FEMA assistance likely to help pay for Winter Storm Elliott costs
By Don Douglas
Washington Electric Cooperative works hard to provide the excellent service our members need and deserve. The COVID pandemic has been difficult on many levels for all of us. As we begin to transition into a post-pandemic world, the effects of it are still with us as we attempt to learn to live with the virus that has caused so many disruptions to our lives. Our office remains closed to walk-ins from the public and is open by appointment only.
In 2021, WEC experienced a slower increase in energy sales, which guided us in setting the budget for 2022. We guessed that many people were beginning their transitions back to their offices, and that students were returning to their classrooms, so we made no increases to our residential electric sale estimates for 2022. WEC’s revenue from members in 2021 was $16,944,489 and $17,384,203 in 2022. So, we guessed right in the budget.

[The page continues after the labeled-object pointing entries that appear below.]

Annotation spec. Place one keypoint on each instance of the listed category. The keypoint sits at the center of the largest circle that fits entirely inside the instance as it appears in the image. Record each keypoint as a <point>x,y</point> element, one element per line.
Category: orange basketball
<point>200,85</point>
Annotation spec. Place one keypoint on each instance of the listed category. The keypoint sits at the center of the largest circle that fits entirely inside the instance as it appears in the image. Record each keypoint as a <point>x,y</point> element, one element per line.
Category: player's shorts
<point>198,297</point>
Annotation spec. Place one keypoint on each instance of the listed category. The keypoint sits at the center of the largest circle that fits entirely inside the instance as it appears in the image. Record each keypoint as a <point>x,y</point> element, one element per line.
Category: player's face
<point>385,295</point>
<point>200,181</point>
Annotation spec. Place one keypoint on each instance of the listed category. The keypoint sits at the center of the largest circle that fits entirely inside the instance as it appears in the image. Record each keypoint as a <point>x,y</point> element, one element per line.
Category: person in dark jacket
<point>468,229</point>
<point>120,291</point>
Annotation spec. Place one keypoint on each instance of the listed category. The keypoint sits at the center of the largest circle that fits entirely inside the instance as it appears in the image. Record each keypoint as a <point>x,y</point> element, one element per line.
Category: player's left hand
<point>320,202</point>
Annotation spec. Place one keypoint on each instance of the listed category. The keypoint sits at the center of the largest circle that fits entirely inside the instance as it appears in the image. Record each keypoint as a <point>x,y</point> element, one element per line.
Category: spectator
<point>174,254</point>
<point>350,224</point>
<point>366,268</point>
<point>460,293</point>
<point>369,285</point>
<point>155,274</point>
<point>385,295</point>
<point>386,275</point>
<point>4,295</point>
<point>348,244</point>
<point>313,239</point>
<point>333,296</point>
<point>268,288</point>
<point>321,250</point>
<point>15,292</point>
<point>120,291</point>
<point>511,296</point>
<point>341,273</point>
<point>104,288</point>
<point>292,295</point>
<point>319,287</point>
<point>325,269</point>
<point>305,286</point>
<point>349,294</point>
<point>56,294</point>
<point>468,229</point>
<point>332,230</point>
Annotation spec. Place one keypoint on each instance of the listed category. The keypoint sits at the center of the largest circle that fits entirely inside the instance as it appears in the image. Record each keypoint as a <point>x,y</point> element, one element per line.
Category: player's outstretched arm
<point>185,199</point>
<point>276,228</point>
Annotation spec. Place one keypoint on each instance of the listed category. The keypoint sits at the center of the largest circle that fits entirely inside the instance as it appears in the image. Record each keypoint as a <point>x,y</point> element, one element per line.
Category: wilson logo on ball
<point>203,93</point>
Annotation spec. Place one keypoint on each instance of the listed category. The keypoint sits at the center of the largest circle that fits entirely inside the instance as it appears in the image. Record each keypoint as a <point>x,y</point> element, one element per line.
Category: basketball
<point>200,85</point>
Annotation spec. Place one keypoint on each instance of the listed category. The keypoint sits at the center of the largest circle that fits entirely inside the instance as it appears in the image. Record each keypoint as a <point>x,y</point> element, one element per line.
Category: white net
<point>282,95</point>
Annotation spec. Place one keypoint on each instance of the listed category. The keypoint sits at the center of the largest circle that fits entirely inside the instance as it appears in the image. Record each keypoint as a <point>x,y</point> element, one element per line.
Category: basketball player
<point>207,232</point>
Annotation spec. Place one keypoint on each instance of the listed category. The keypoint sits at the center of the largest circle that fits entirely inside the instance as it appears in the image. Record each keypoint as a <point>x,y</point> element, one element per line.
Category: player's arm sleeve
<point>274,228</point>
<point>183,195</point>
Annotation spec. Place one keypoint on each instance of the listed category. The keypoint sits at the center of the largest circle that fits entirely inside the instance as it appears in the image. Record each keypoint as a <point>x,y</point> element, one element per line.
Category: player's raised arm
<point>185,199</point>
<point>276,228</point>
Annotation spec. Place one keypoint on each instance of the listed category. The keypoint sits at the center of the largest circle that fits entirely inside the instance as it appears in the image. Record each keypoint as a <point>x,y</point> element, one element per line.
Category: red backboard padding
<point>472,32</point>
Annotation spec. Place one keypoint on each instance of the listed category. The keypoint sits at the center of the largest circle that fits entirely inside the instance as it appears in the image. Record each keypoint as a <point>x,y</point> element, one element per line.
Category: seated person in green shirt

However, we continued to experience decreased methane gas production at Coventry that caused us to incur higher power bills that exceeded our first quarter budgeted amounts by more than $1,000,000. Some of these increased costs were driven by natural gas supplies being diverted to home heating needs in the first quarter of 2022, as it was extremely cold. The need to heat homes took precedence over power generator facilities that use natural gas to fuel their generators. WEC power is 100% renewable and the Co-op purchases no natural gas-generated power, but this trend raised costs across the marketplace. The increase in power costs to replace the decrease in Coventry production ultimately led to WEC’s need to file for a rate increase with the Public Utility Commission. WEC filed for a proposed rate increase of 14.19% that went into effect November 1, 2022.
The increase in power costs to replace the decrease in Coventry production ultimately led to WEC’s need to file for a rate increase with the Public Utility Commission. WEC filed for a proposed rate increase of 14.19% that went into effect November 1, 2022.– Don Douglas
In addition to the increase in power costs, WEC also suffered significant costs in outage restoration due to two late December storms. The storm that occurred over the Christmas weekend caused significant damage to WEC’s system, with over 40 broken poles. Both storm costs were almost triple what we budgeted for large storm expenses in 2022. We were fortunate that other costs remained low and that the Christmas storm has been requested to be declared a federal disaster, allowing us to recoup up to 75% of those costs with assistance from FEMA. With the anticipated reimbursement from FEMA, we are proud to report that WEC managed to meet its RUS loan covenant in 2022.
Our net margins (money collected in excess of our operating costs) in 2022 were $458,796, which is down from $1,040,784 in the prior year. Increased costs in power supply due to Coventry production remaining low and the significant storm costs incurred in December 2022 are the main reasons for the decrease in 2022 margins.
Capital credits are one of those things unique to cooperatives. Since co-ops are owned by their members, money is returned (retired) to them over the years. The amount retired is different each year because capital credits represent our margins. In short, WEC can return money to members when there’s a bit leftover at the end of the year. The Board of Directors is responsible for deciding if we can retire capital credits, and how much. Available cash is the metric we use to make this decision. Some years WEC has had very large allocations, and some years they were small, or even zero.
Our goal is to keep close to a 15-year cycle. Inactive members get a check in the mail if the total amount retired to them that year exceeds $50, and active members get a credit on their November bill. Since we began retiring capital credits in 1998, WEC has returned over $9,400,000 to members. Last year we set out to retire $400,000, retiring a portion of the capital credits from 1997 and 1998. We were also able to retire portions of 2013 (Contributions In Aid Of Construction) and 2021.
We also invite members to donate their capital credits to the Community Fund, which provides grants to non-profit organizations in the four counties WEC serves. This is a great way to make a real difference in your community. At present, over 1,400 members contribute, and the fund distributes more than $35,000 each year. For more information, please call the Co-op at 802-223-5245 or visit wec.coop/capital-credits.
On behalf of the Board of Directors, I want to thank the entire Finance Department for their hard work, attention to detail (every dollar) and their dedication to Washington Electric Cooperative. Copies of the audit can be found on the website at wec.coop/about-wec/financials.